🤖 AI Summary
Current vision-language models (VLMs) exhibit poor performance on critical vision-language (VL) reasoning tasks—such as counting and spatial reasoning—and lack robustness to minor perturbations in prompts, answer option subsets, output formats, or answer cardinality. To address this, we propose DARE, a multi-dimensional, robustness-driven visual question answering benchmark covering five challenging VL task categories. DARE uniquely integrates diverse capability evaluation with four-dimensional robustness assessment—across prompt, option, format, and answer-space variations. It employs human-verified data, adversarial option perturbations, format/semantic consistency constraints, and a cross-model standardization framework. Experiments reveal that state-of-the-art models achieve below 40% accuracy on several tasks; performance degrades by up to 34% under worst-case option subsets; open-source models (e.g., LLaVA-1.6, Idefics2) demonstrate significantly lower robustness than proprietary models (GPT-4, Gemini), though the latter remain highly fragile.
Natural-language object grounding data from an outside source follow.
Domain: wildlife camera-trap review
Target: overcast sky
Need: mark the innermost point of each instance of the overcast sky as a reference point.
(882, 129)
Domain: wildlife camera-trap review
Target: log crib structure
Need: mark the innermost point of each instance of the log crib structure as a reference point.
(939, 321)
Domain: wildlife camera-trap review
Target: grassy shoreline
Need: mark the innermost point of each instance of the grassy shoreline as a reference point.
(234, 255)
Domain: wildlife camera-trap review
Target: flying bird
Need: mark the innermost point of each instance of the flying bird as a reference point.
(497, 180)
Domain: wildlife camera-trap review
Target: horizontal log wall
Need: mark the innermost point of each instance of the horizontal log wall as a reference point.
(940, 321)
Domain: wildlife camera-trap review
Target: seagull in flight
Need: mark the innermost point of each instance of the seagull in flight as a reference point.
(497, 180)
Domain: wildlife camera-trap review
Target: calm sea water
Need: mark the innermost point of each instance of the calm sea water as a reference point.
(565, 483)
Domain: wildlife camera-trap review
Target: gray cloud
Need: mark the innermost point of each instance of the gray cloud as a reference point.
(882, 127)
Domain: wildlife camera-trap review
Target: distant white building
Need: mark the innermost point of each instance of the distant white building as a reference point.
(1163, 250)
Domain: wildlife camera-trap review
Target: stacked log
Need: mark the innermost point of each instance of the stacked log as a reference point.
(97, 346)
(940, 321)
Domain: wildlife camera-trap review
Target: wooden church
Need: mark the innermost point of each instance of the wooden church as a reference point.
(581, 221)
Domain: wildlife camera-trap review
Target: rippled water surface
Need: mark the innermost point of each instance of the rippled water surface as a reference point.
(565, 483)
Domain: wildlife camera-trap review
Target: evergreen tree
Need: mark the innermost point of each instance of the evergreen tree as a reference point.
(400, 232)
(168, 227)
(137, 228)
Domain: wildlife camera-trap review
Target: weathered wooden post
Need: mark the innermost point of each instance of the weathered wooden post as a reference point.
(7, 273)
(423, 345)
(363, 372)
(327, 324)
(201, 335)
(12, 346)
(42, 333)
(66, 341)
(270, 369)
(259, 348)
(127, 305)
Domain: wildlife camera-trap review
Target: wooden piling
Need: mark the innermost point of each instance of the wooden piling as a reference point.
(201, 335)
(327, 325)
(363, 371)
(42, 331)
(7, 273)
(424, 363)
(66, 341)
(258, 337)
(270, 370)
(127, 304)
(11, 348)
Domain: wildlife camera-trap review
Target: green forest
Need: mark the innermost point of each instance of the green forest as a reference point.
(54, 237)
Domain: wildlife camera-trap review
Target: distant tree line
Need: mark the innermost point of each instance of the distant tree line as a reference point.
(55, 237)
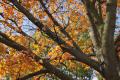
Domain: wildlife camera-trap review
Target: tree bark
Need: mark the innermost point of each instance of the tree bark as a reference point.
(112, 67)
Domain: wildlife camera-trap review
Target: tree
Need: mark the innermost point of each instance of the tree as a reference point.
(58, 28)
DARE is publicly released.
📝 Abstract
Vision Language Models (VLMs) extend remarkable capabilities of text-only large language models and vision-only models, and are able to learn from and process multi-modal vision-text input. While modern VLMs perform well on a number of standard image classification and image-text matching tasks, they still struggle with a number of crucial vision-language (VL) reasoning abilities such as counting and spatial reasoning. Moreover, while they might be very brittle to small variations in instructions and/or evaluation protocols, existing benchmarks fail to evaluate their robustness (or rather the lack of it). In order to couple challenging VL scenarios with comprehensive robustness evaluation, we introduce DARE, Diverse Visual Question Answering with Robustness Evaluation, a carefully created and curated multiple-choice VQA benchmark. DARE evaluates VLM performance on five diverse categories and includes four robustness-oriented evaluations based on the variations of: prompts, the subsets of answer options, the output format and the number of correct answers. Among a spectrum of other findings, we report that state-of-the-art VLMs still struggle with questions in most categories and are unable to consistently deliver their peak performance across the tested robustness evaluations. The worst case performance across the subsets of options is up to 34% below the performance in the standard case. The robustness of the open-source VLMs such as LLaVA 1.6 and Idefics2 cannot match the closed-source models such as GPT-4 and Gemini, but even the latter remain very brittle to different variations.